Synaptic Weight Distributions Depend on the Geometry of Plasticity
Roman Pogodin, Jonathan Cornford, Arna Ghosh, Gauthier Gidel, Guillaume Lajoie, Blake Richards
TL;DR
The paper investigates how the geometry of synaptic plasticity affects learning by framing synaptic updates through mirror descent, where the distance in weight space is defined by a potential $\phi$ rather than the Euclidean $L^2$ norm. It proves that, under small updates and mild assumptions, final weight distributions are shaped by the geometry via a Gaussian dual-space term, enabling geometry identification if a dual representation yields Gaussian changes. The authors connect this theory to empirical observations of log-normal synaptic weights and show that correct non-Euclidean geometries produce Gaussian dual-space updates, while incorrect geometries yield non-Gaussian changes, providing a practical test using pre/post-learning weight distributions. Overall, the work offers a principled method to infer the brain’s synaptic geometry from data and suggests non-Euclidean geometries may better explain synaptic statistics across cortical areas, with implications for modeling learning in neuroscience.
Abstract
A growing literature in computational neuroscience leverages gradient descent and learning algorithms that approximate it to study synaptic plasticity in the brain. However, the vast majority of this work ignores a critical underlying assumption: the choice of distance for synaptic changes - i.e. the geometry of synaptic plasticity. Gradient descent assumes that the distance is Euclidean, but many other distances are possible, and there is no reason that biology necessarily uses Euclidean geometry. Here, using the theoretical tools provided by mirror descent, we show that the distribution of synaptic weights will depend on the geometry of synaptic plasticity. We use these results to show that experimentally-observed log-normal weight distributions found in several brain areas are not consistent with standard gradient descent (i.e. a Euclidean geometry), but rather with non-Euclidean distances.

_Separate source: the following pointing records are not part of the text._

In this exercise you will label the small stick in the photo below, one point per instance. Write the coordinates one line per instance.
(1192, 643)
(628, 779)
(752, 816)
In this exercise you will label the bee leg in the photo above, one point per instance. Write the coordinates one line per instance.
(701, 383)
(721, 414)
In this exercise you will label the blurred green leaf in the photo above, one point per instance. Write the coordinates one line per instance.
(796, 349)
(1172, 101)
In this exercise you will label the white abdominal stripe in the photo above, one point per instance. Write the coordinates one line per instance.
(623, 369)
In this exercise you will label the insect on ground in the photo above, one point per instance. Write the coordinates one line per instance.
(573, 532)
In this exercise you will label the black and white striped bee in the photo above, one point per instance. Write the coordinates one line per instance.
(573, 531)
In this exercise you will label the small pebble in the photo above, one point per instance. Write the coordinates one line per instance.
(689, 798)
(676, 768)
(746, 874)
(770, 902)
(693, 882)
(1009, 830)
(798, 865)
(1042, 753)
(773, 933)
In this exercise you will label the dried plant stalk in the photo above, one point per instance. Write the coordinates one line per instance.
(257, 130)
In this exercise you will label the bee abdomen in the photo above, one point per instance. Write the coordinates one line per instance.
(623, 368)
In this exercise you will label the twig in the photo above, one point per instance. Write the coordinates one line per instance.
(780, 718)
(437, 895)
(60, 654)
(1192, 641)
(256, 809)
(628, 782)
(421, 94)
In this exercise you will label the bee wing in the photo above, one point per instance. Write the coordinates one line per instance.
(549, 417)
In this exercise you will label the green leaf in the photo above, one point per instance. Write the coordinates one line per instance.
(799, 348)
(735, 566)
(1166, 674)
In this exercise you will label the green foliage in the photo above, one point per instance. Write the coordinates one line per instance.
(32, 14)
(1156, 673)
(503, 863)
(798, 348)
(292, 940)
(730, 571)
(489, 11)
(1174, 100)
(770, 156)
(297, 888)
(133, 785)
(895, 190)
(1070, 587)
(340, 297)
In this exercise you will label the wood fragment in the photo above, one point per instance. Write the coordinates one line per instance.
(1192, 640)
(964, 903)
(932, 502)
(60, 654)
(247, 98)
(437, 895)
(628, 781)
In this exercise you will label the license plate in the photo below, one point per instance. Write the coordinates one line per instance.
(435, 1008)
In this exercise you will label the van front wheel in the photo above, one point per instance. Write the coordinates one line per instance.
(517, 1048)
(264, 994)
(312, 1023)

Finally, we show that it should be possible to experimentally test for different synaptic geometries by comparing synaptic weight distributions before and after learning. Overall, our work shows that the current paradigm in theoretical work on synaptic plasticity that assumes Euclidean synaptic geometry may be misguided and that it should be possible to experimentally determine the true geometry of synaptic plasticity in the brain.